That possibility, a prickly one for residents of the Newport Heights neighborhood just uphill of the road, was one of the issues brought up during a meeting Wednesday to help the city plan its study of the project’s potential environmental impacts.

Carol Dru was one of several people to reference the potential widening and established that residents take a dim view of the concept — “We’re not looking forward to that. We don’t want it. It’ll become more of a speedway.”

New residential and commercial development also will send traffic into the interior of the neighborhood, she said.

“That’s a lot of traffic and a lot of people to accommodate, plus office buildings,” she said. “The community for the most part is not happy about the traffic that’s gonna go on.”

Neighbor Susan Leal, who lives on Tustin Avenue near the project site, said her street is currently so narrow that it’s essentially a one-way route.

“If the traffic for this project starts going up Tustin and making a right on Cliff [Drive], going by the schools and coming down Dover [Drive], we’ve got a real issue,” she said.

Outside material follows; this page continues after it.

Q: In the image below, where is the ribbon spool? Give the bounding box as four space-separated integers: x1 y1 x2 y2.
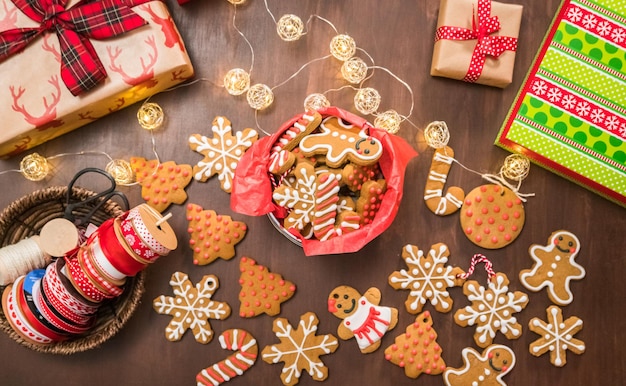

Makana Nova, a city planner, said that traffic, which is part of the impact report, will be studied based on a wider roadway. Jaime Murillo, another planner, also clarified that the city is separately considering widening West Coast Highway, and Newport Village developer MX3 Ventures-MSM Global didn’t propose it.

The city paused discussions on the widening in 2017, putting the idea off until the general plan update that is now underway. The general plan is the overall policy document that guides long-term local planning and zoning decisions and is in the first year of an expected three-year update process.

If the road widens, resident Sharon Ray predicted that area parents will drive their children who would otherwise ride their bikes across West Coast Highway to activities and school, which will change the patterns shown in a traffic study. Newport Heights has an elementary, middle and high school.

Murphy McCann, another resident who has become active in area traffic discussions since his young son Brock was fatally struck by a trash truck a few blocks from Newport Heights Elementary School in 2016, asked for the details of the traffic study: where the city would measure volumes, the types and at what times of the week and day.

“When you’re introducing a large residential community into a place that’s never had residential before, what is Saturday morning going to look like? What is Sunday morning going to look like?” he said. “The key is to analyze whether or not you are creating any massive juggernauts in traffic.”

A draft version of the impact study will be complete by summer 2020. The city Planning Commission could begin hearings that fall in advance of needed City Council approvals.